The delay in announcing an international venue for the world's biggest initial public offer (IPO) may not be accidental. The international stock exchange for Saudi Aramco's IPO was supposed to be revealed by the end of last year for the IPO to go ahead this year, but there has been no word about it yet.
Instead, the only signs that the IPO will take place have been domestic: last week, the Saudi Arabian stock exchange, the Tadawul, announced a series of measures to ease foreign investors' access and to widen the range of foreign institutional investors that are eligible to invest there. And at the beginning of this year, the Saudi government changed the status of Aramco to that of a joint stock company -- a condition necessary for its IPO.
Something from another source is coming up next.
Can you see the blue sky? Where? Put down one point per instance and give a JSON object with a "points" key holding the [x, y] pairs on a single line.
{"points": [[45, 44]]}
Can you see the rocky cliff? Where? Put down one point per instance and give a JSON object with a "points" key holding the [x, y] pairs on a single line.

These steps do suggest the IPO will go ahead, domestically. Regarding the international IPO, uncertainty over when, where or even whether it will happen is rising. I still believe the Tokyo Stock Exchange would be the ideal choice for it if it does go ahead, for the reasons I outlined in an earlier article.
A report by Reuters on Jan. 11 quoting two sources familiar with the discussions taking place in Saudi Arabia said only Hong Kong, New York and London had been shortlisted for the foreign IPO. But Bloomberg on Thursday Jan. 18 quoted the CEO of Aramco, Amin Nasser, as saying there is no such shortlist.
Also on Thursday, according to a report by Arabian Business, Nasser injected a bit more uncertainty about the international IPO, telling reporters at the company's headquarters that, while the company is ready for listing this year, "we want to see if there is going to be a listing in another market (besides the Tadawul). There is a committee that is formed that looks into it and whenever the decision is taken the company is ready to implement."
The IPO is part of plans by Crown Prince Mohammed bin Salman, Saudi Arabia's de facto ruler, to reduce his country's dependence on oil and to diversify its economy. He has estimated the value of Aramco at $2.0 trillion, which would mean the listing of a 5% stake would bring as much as $100 billion to the state coffers.
For such a huge IPO it would make sense, in fact, to do it in stages, starting with the Tadawul. Listing it domestically first would allow the government to identify and iron out any potential creases -- like, for example, deal with investor reactions to figures or performance on a smaller, easier to control scale.
Although the biggest oil company in the world, relatively little is known about Aramco's financial performance. Following the public listing, the company will have to disclose a lot of information about how much money it makes, its levels of debt, its profitability and cash flows.
The share price will move with every announcement, which is something Aramco's management and the government will need to get used to. There will need to be much more transparency and even then, the company's share price will be influenced by scores of apparently unrelated factors, ranging from moves in the price of oil to regional or global political issues.
For any emerging market looking to diversify, a huge domestic IPO of its main national champion would be enough to keep it busy for a while. Saudi Arabia would be wise to wait with Aramco's international IPO until it is sure the domestic listing has gone smoothly. Perhaps officials will be coming around to that conclusion themselves.